Project 7.6
Do some research on the length-to-width ratios of the packaging of common household items. Form some conclusions. Find some examples of the golden ratio in art. Do some research on dynamic symmetry.
References:
Philip J. Davis and Reuben Hersh, The Mathematical Experience (Boston: Houghton Mifflin Company, 1981), pp. 168-171
H. E. Huntley, The Divine Proportion: A Study in Mathematical Beauty (New York: Dover Publications, 1970).
Project 7.7
In Example 2 Section 7.6, we assumed the width of the Parthenon to be 101 ft and found the height to be 62.4 (assuming the golden ratio). If you worked Problem 8, you assumed the height to be 60 ft and found the width using the golden ratio to be 97 ft. Are the numbers from Example 2 and from Problem 11 consistent? Can you draw any conclusions?
References:
George Markowsky, “Misconceptions About the Golden Ratio,” The College Mathematics Journal, January 1992.
Project 7.8
What is the golden ratio?
What is the silver ratio? Write a paper on the silver ratio.
Project 7.9
Write a paper on perspective. How are three-dimensional objects represented in two dimensions?
References:
Mathematics and Perspective
http://mathforum.org/sum95/math_and/perspective/perspect.html
Morris Kline, Mathematics, a Cultural Approach (Reading, MA: Addison-Wesley, 1962), Chapters 10-11.

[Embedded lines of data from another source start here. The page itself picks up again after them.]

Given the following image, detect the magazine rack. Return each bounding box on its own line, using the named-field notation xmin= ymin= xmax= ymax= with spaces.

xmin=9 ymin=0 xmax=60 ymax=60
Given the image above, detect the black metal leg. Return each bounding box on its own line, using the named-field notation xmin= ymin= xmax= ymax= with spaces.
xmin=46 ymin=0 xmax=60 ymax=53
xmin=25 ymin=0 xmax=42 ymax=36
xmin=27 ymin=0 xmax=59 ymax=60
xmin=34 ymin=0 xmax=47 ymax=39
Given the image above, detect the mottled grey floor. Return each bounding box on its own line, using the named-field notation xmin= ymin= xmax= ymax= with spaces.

C. Stanley Ogilvy, Excursions in Geometry(New York: Oxford University Press, 1969), Chapter 7.
Project 7.10
Is there a “best” rectangle. If you like to do origami, which size paper best suits your needs? What are “standard” sizes for paper?
Project 7.11
The discovery and acceptance of non-Euclidean geometries had an impact on all of our thinking about the nature of scientific truth. Can we ever know truth in general? Write a paper on the nature of scientific laws, the nature of an axiomatic system, and the implications of non-Euclidean geometries.
Project 7.12
Find the one composite number in the following set:
31
331
3331
33331
333331
3333331
33333331
333333331